Isherwood and Gerber opened the segment with Hand (2016) by Eve de Castro-Robinson, who describes the work as “a bittersweet elegy dedicated to my 89 year old father.” The two share a hand condition known as Dupuytren’s contracture. An accompanying video showed stark, stylizes images of their hands in that state, to which Isherwood choreographically connects to the stark images with clapping, ritualistic percussion, and sign language. The larger body of the work, however, built upon Denys Trussell’s poem Touch, with Isherwood utilizing a mix of various types of vocalizations, including harmonic throat singing, which give way to motivic fragments drawn from Chopin’s Ballade No. 1, and The Lord’s my Shepherd. The piece concludes with the declaration. “l am…” and the trailing sounds of crystal glass.
Stripsody (1966) by the notably adventurous American mezzo-soprano and composer Cathy Berberian was created to exploit her vocal technique using comic strip sounds (visual onomatopoeia used in cartooning which are close kin to the expressive but wordless emanata – a term coined by cartoonist Mort Walker of Beetle Bailey fame). So if it sounds funny, well, it mostly is, especially when lifted out of the context of cartooning where they imply a sound, to the spoken voice where they become the sounds they represent. A true classic of the avant garde in which Isherwood’s performance proved a delight.
Isherwood took a break and saxophonist Jan Berry Baker joined Gerber on stage to perform Cracks by Adam Mirza, with the composer providing electronic elements. Mirza wrote Cracks for Baker and Gerber, but other than that piece of knowledge Mirza provided no notes in the printed program beyond what appeared to resemble a short poem with interleaved lines. That’s okay. Sometimes it’s best just to listen to the music rather than have a composer describe it first.

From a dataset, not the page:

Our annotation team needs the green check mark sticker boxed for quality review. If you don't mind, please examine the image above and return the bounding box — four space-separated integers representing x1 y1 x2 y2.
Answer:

Kassandra by Iannis Xenakis concluded the concert, with Isherwood again joining Gerber to perform it. It’s a genuine tour de force for a solo baritone accompanying himself on a a psaltery plus one percussionist, although the two roles on this passage from Aeschylus’ Oresteia are both performed by the one male singer. The vocal part is divided between extreme falsetto to portray Cassandra low chanting to represent the elders, allowing the one singer to portray both in the story of a prophecy of doom that is never believed.